We Built an Accessibility Scanner — Here's How

Healthcare organizations across the country are facing a hard deadline. The U.S. Department of Health and Human Services finalized a rule under Section 504 of the Rehabilitation Act requiring that any healthcare organization receiving federal funding — think Medicare and Medicaid — must make their websites and digital services conform to WCAG 2.1 Level AA accessibility standards by May 11, 2026.

For large organizations with dozens of websites and thousands of pages, that raises an immediate and practical question: where do we even start?

That question is what led us to build the WCAG 2.1 AA Accessibility Scanner.

Why Existing Tools Weren't Enough

There are plenty of accessibility checkers out there. Browser extensions like axe DevTools or WAVE let you inspect a single page at a time. That works fine for a five-page marketing site. It does not work for a healthcare system with ten regional hospital websites, each containing thousands of pages of physician directories, service listings, patient resources, and blog content.
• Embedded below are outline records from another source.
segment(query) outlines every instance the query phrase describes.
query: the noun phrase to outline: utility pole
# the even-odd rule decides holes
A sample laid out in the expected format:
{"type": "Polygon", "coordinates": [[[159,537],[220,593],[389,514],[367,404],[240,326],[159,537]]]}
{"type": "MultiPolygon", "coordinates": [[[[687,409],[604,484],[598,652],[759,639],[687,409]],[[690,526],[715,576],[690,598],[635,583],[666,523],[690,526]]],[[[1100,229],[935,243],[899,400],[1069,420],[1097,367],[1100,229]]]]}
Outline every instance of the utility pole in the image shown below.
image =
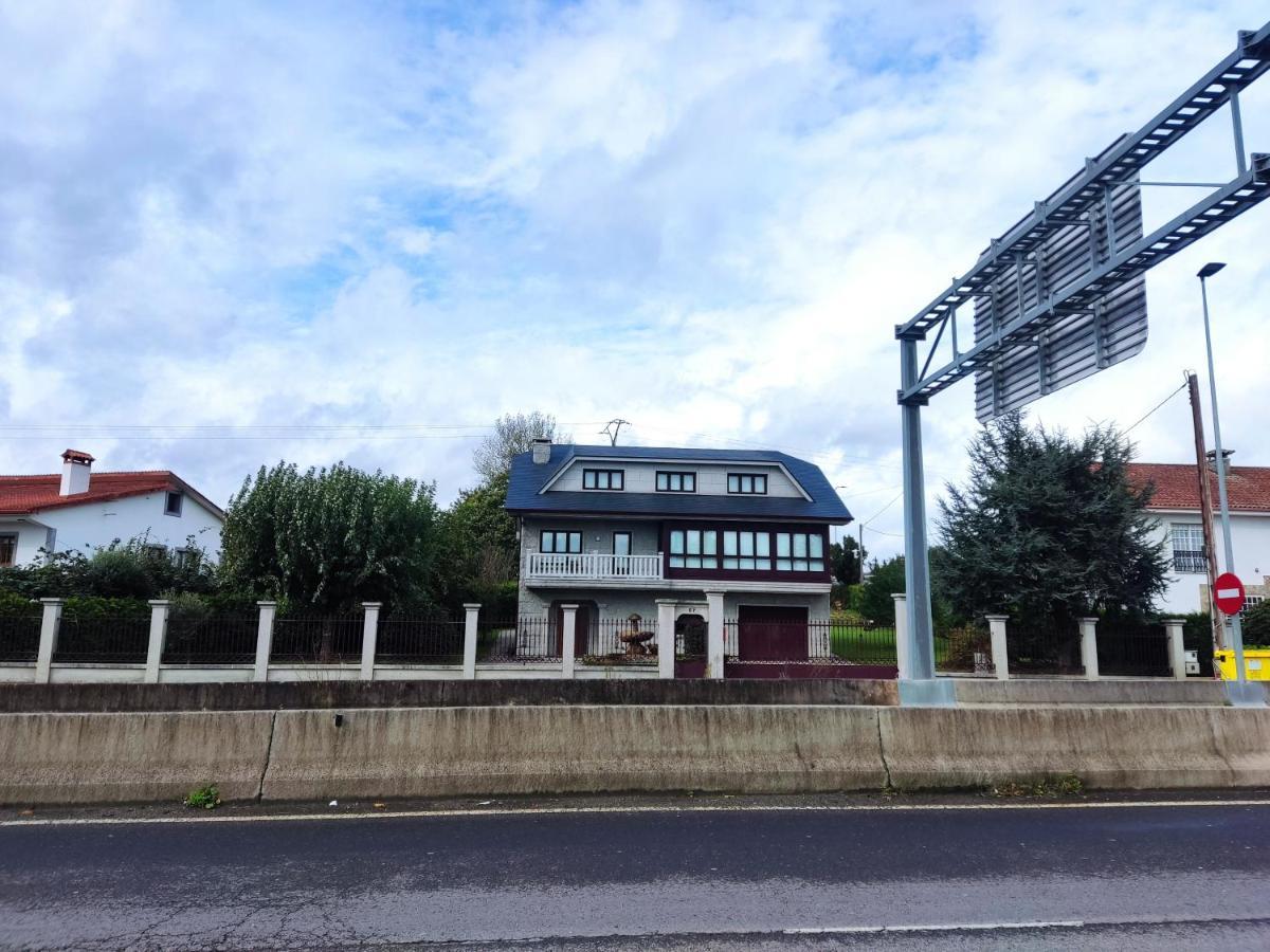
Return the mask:
{"type": "Polygon", "coordinates": [[[1213,647],[1226,647],[1226,626],[1222,625],[1213,590],[1217,585],[1217,550],[1213,547],[1213,498],[1208,490],[1208,459],[1204,451],[1204,416],[1199,405],[1199,377],[1186,372],[1186,392],[1191,401],[1191,428],[1195,430],[1195,476],[1199,480],[1199,512],[1204,522],[1204,567],[1208,571],[1208,617],[1213,630],[1213,647]]]}
{"type": "Polygon", "coordinates": [[[599,432],[603,435],[608,437],[608,446],[616,447],[617,446],[617,434],[622,432],[622,426],[630,426],[630,425],[631,425],[630,420],[622,420],[622,419],[610,420],[605,425],[605,429],[602,429],[599,432]]]}

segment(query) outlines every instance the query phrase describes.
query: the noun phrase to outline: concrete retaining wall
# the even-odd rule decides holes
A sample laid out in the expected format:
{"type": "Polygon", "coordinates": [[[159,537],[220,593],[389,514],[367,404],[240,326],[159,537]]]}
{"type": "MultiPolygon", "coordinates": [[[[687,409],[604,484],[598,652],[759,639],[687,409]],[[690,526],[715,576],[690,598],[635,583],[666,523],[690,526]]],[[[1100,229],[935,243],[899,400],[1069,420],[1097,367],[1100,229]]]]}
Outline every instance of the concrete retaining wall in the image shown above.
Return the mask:
{"type": "Polygon", "coordinates": [[[533,706],[0,715],[0,801],[1270,784],[1270,711],[533,706]]]}
{"type": "Polygon", "coordinates": [[[272,730],[267,711],[0,715],[0,802],[152,802],[204,783],[253,800],[272,730]]]}
{"type": "Polygon", "coordinates": [[[0,712],[277,711],[537,704],[894,704],[893,680],[436,680],[13,684],[0,712]]]}

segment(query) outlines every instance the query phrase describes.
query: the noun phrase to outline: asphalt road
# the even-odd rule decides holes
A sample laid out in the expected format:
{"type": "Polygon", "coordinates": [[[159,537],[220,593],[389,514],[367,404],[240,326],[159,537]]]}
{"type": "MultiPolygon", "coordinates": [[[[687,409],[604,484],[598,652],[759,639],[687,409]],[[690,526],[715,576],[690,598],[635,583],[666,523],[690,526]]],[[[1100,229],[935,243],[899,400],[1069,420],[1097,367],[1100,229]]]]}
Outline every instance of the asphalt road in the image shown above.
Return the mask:
{"type": "Polygon", "coordinates": [[[23,949],[1247,949],[1267,886],[1270,803],[0,825],[23,949]]]}

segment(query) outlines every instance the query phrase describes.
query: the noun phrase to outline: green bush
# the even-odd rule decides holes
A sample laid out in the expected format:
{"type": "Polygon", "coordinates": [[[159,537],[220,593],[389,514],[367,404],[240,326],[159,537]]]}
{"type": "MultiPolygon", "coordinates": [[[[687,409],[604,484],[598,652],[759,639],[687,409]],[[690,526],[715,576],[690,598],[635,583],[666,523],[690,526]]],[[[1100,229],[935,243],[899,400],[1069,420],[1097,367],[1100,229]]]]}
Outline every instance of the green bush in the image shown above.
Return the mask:
{"type": "Polygon", "coordinates": [[[0,592],[0,618],[24,618],[30,614],[39,614],[42,611],[39,602],[17,592],[0,592]]]}
{"type": "Polygon", "coordinates": [[[215,783],[208,783],[206,787],[197,787],[185,795],[185,806],[192,806],[197,810],[215,810],[221,805],[221,792],[216,788],[215,783]]]}
{"type": "Polygon", "coordinates": [[[1270,647],[1270,602],[1252,605],[1243,616],[1243,644],[1270,647]]]}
We needed something that could:

Crawl an entire website automatically, following links the way a user would
Scan every page for WCAG violations, not just the homepage
Persist results across sessions so an overnight scan doesn't disappear if the server hiccups
Generate actionable reports that a developer or content team could actually use

So with the help of Claude Code, we built it.

What It Does

The scanner is a Node.js application with two interfaces: a web UI you run locally in your browser, and a command-line tool for scripting and automation.

You give it a URL. It launches a headless Chromium browser, loads the page, and runs the industry-standard axe-core accessibility engine against it — the same engine used by Deque, Microsoft, and Google in their own accessibility tooling. Then it collects every link on the page, adds them to a queue, and repeats the process across the entire site using a breadth-first crawl.

On top of automated rule scanning, we added custom heuristic checks that go beyond what axe-core catches on its own: videos without captions, audio set to autoplay, missing skip navigation links, iframes without titles, forms missing autocomplete attributes, and CSS that suppresses focus outlines.

As each page is scanned, results are written to disk in real time. If a scan runs overnight and the server is interrupted, the results up to that point are preserved and the scan can be resumed. For large sites — we've scanned sites with 4,000+ pages — this kind of fault tolerance isn't a nice-to-have, it's essential.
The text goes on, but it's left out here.